Green poinformował o tym CNN, tydzień po tym, jak płomienie zaczęły rozprzestrzeniać się po części wyspy. W poniedziałek władze ujawniły, że zidentyfikowano tylko cztery ofiary śmiertelne. Podają ich nazwiska do publicznej wiadomości po uprzednim poinformowaniu krewnych.
Według urzędników hrabstwa Maui do wtorku rano przeszukano dopiero ok. 32 proc. terenów, na których mogli zginąć ludzie. Liczba ofiar śmiertelnych może zatem znacznie wzrosnąć.
"To wykracza poza tragedię" – ocenił gubernator. Jak dodał większość znalezionych martwych osób znajdowała się na otwartej przestrzeni, w samochodach lub w wodzie w rejonie Lahaina w zachodniej części Maui.

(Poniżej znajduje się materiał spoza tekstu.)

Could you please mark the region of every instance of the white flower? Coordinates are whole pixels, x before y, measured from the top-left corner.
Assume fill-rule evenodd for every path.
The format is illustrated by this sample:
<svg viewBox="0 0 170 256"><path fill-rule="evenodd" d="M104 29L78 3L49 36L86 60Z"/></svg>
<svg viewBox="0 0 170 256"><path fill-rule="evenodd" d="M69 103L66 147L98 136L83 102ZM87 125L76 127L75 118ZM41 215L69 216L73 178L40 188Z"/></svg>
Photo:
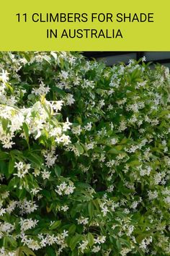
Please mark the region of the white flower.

"Wielu ludzi musiało uciekać i zostawić wszystko. Nie mają swoich telefonów" – wyjaśnił.
Szef policji Maui John Pelletier wyraził wcześniej nadzieję, że do weekendu prace poszukiwacze obejmą 85 do 90 proc. spustoszonych terenów.
We wtorek prezydent Joe Biden zapowiedział przyjazd na Hawaje z pierwszą damą USA "tak szybko, jak to możliwe". Mówił, że nie chce, aby jego wizyta zakłóciła poszukiwania. Przyrzekał dostarczenie Hawajom "wszelkiej pomocy aktywów, których potrzebują".